Javions is a project developed to facilitate air traffic control by decoding and displaying real-time ADS-B (Automatic Dependent Surveillance-Broadcast) messages transmitted by aircraft and other aerial vehicles like helicopters or balloons. ADS-B messages provide critical information such as identity, position, velocity, and flight direction of the transmitting aircraft.
This project involves writing a program that decodes ADS-B messages received via a software-defined radio (SDR) and displays the detected aircraft on a map. The AirSpy R2 SDR is used to capture these messages, which are transmitted on a frequency of 1090 MHz. The system provides real-time tracking of aircraft in the vicinity of the receiver, based on the quality of reception and environmental conditions.
Capturing ADS-B messages using an SDR. Decoding the messages to extract information such as the aircraft's identity, position, and speed. Displaying the aircraft on a graphical map interface in real-time.
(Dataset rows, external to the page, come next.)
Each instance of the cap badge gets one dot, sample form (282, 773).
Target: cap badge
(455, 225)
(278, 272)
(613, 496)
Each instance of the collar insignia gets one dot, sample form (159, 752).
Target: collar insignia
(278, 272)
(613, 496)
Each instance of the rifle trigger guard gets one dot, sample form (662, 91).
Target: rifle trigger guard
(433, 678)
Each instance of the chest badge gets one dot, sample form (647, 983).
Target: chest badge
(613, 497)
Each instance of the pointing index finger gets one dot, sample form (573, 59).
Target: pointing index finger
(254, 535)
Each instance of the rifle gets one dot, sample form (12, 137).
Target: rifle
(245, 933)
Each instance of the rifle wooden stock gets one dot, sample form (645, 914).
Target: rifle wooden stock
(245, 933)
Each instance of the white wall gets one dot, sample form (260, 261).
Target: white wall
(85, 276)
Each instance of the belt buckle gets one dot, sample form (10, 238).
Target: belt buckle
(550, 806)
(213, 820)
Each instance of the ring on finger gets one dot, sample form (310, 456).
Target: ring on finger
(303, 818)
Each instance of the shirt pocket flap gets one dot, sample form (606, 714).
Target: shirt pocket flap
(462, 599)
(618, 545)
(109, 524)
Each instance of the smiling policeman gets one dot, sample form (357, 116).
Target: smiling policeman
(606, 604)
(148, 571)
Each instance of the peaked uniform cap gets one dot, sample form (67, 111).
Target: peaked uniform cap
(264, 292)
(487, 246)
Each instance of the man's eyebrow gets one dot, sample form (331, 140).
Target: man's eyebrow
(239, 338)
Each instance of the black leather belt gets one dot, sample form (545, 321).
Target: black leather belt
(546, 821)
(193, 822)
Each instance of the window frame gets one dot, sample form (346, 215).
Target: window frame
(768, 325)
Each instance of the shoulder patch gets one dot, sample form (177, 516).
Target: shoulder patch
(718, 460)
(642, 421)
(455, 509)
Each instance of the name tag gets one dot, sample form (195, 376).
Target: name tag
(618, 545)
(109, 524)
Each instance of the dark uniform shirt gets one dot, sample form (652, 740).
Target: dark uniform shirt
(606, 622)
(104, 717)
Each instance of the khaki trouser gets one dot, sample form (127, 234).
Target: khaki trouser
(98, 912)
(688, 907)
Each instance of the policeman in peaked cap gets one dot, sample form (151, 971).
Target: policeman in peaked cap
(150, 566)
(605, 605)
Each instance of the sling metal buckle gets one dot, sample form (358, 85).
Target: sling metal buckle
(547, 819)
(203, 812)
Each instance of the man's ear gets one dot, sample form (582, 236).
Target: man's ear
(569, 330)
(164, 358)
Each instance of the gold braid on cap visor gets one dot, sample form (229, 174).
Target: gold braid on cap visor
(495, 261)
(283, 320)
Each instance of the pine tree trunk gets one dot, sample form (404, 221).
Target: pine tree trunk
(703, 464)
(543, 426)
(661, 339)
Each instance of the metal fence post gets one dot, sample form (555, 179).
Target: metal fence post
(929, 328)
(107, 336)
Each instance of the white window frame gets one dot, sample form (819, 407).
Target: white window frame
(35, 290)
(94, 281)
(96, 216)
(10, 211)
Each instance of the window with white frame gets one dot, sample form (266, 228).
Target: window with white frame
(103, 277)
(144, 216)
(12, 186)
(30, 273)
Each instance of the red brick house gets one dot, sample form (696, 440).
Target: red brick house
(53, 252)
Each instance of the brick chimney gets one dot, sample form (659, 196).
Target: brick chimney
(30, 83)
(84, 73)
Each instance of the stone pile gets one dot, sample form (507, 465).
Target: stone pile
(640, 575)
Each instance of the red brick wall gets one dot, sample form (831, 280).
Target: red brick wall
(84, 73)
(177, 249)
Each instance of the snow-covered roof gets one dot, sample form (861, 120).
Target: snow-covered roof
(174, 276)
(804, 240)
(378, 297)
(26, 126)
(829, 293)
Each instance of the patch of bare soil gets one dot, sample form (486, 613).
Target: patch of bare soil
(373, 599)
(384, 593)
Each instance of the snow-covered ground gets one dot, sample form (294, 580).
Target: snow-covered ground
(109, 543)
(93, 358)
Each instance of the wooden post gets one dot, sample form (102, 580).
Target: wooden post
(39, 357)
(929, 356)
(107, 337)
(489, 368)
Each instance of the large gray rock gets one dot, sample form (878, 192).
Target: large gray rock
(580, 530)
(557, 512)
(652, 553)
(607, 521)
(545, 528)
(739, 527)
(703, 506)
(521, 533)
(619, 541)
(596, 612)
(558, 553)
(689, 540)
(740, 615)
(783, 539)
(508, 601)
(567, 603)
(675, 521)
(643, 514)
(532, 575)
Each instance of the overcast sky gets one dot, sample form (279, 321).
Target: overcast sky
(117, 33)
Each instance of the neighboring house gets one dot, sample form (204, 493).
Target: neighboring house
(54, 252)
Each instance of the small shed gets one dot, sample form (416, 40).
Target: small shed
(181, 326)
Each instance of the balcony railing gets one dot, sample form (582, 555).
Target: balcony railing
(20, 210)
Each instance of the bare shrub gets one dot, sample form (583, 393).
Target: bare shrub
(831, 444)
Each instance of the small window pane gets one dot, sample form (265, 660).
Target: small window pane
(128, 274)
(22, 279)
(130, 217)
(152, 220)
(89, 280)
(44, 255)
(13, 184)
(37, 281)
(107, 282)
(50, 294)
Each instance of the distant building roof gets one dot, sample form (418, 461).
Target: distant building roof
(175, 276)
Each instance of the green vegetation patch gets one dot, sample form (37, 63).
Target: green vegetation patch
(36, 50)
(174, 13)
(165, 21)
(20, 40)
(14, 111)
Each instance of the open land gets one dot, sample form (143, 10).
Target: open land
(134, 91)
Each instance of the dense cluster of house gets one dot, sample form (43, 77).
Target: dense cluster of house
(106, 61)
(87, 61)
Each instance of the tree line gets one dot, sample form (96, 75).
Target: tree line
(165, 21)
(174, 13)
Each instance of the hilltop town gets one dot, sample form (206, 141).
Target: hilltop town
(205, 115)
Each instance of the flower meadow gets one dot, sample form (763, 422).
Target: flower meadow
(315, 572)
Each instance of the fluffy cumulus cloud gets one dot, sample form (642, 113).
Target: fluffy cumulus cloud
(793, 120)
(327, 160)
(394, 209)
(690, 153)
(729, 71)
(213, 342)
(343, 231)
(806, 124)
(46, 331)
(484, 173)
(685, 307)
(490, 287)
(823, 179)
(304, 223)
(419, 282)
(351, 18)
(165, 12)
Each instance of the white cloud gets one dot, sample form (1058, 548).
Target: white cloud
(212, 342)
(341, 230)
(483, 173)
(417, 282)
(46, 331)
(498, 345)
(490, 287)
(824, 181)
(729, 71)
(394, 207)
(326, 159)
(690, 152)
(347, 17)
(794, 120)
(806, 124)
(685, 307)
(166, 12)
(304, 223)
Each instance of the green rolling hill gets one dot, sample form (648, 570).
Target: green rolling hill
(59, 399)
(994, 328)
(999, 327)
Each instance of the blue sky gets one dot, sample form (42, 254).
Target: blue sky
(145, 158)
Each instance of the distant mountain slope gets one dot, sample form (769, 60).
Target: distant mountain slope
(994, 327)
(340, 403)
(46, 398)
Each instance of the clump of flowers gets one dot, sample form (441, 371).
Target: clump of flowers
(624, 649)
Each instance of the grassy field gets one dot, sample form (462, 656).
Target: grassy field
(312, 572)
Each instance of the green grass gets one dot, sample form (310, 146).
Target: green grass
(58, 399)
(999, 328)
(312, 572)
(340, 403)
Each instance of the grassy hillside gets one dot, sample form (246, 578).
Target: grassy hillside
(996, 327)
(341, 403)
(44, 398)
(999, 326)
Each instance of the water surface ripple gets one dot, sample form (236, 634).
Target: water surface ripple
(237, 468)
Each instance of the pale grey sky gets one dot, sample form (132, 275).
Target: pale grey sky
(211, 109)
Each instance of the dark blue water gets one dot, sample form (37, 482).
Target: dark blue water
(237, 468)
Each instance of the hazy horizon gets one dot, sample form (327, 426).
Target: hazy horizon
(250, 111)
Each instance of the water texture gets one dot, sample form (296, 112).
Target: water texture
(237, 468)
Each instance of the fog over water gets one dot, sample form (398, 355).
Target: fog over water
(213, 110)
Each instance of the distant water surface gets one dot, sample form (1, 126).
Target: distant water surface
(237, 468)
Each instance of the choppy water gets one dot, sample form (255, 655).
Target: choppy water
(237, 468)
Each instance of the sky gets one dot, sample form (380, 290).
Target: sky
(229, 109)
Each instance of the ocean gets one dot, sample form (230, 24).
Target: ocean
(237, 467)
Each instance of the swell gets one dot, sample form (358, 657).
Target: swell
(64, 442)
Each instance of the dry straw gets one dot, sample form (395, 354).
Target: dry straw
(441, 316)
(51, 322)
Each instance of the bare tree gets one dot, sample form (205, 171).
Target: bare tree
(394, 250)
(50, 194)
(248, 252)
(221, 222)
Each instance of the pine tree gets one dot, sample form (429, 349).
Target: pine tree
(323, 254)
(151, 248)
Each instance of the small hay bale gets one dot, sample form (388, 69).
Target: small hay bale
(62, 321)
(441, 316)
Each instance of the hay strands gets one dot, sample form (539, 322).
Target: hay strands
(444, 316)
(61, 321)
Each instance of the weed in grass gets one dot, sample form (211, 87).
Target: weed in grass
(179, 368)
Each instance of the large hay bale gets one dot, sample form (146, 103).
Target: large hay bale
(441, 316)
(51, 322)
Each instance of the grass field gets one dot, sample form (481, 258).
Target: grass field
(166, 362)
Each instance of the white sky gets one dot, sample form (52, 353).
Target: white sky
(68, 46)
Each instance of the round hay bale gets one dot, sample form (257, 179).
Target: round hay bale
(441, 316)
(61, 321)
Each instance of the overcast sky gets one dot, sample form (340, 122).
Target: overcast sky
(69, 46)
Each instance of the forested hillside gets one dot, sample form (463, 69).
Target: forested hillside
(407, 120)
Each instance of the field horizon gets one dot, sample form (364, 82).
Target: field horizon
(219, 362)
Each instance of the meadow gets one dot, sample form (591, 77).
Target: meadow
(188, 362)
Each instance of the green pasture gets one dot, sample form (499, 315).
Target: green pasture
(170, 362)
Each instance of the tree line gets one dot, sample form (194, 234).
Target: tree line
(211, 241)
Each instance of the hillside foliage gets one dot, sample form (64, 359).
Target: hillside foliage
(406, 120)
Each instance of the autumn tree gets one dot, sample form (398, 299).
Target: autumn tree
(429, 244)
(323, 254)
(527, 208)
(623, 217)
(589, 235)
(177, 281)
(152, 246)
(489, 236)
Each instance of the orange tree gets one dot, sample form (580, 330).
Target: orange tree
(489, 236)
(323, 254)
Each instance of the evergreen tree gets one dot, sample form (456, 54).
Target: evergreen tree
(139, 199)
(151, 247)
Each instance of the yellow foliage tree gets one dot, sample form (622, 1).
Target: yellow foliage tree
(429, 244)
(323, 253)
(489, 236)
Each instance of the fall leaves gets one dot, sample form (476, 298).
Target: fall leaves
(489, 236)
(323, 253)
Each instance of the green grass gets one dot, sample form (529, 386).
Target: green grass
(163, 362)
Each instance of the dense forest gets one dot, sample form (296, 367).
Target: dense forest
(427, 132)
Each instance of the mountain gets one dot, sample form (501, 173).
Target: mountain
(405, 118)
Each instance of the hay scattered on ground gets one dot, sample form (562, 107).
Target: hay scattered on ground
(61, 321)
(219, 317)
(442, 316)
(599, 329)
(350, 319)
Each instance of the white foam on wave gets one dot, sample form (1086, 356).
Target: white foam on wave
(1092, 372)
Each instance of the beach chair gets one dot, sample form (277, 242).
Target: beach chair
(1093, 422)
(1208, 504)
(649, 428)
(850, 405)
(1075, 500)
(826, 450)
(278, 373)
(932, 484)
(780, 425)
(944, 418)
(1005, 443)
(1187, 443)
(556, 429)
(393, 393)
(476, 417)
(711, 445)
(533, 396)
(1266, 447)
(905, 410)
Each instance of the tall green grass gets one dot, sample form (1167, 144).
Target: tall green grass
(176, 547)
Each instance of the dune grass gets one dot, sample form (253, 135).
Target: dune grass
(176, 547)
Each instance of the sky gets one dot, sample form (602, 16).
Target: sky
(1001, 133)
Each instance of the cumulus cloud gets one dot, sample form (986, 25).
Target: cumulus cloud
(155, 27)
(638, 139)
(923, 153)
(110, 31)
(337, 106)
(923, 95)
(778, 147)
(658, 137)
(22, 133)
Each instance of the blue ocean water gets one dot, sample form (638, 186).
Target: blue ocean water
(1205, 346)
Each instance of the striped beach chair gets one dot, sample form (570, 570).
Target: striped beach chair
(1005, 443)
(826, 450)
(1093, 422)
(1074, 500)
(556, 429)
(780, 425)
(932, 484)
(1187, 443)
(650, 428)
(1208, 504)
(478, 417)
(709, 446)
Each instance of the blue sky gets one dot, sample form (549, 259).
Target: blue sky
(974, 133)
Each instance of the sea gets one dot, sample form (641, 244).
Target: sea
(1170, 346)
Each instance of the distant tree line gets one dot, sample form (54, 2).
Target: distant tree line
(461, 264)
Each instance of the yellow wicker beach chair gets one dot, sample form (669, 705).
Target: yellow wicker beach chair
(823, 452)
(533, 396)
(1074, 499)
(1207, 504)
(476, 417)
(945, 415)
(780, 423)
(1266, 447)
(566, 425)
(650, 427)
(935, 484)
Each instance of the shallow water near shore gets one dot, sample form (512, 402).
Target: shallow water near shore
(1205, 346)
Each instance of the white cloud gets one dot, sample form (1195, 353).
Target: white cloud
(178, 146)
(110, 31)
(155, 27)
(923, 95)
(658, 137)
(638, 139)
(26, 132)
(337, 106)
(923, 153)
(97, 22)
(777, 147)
Software: The project was developed in Java.
Hardware: The AirSpy R2 software-defined radio and an appropriate antenna are required to receive ADS-B messages.
Operating Environment: The system works best when the antenna has a clear line of sight to the sky, ideally placed on a rooftop or elevated surface.
Signal Reception: The AirSpy R2 SDR captures radio signals transmitted by aircraft on the 1090 MHz frequency.
Signal Processing: The SDR digitizes the received signal and sends it to the computer.
Message Decoding: The program decodes the digital signals into ADS-B messages.
Visualization: Aircraft positions are plotted on a map, providing real-time air traffic visualization for the Lausanne area and its surroundings.
Due to the curvature of the Earth, the reception range is limited to a few hundred kilometers. To track aircraft over larger distances, it would be necessary to integrate data from multiple SDRs spread across a wider geographic area. However, this project focuses on processing data from a single SDR without interfacing with external ADS-B data sources.
Connecting with online ADS-B aggregators like ADSBHub or flightradar24 for global tracking. Optimizing the graphical interface for smoother visualization. Enhancing the decoding algorithm for better accuracy and range.
This project was developed during our first year at EPFL and involved utilizing a software-defined radio for signal reception and real-time aircraft tracking.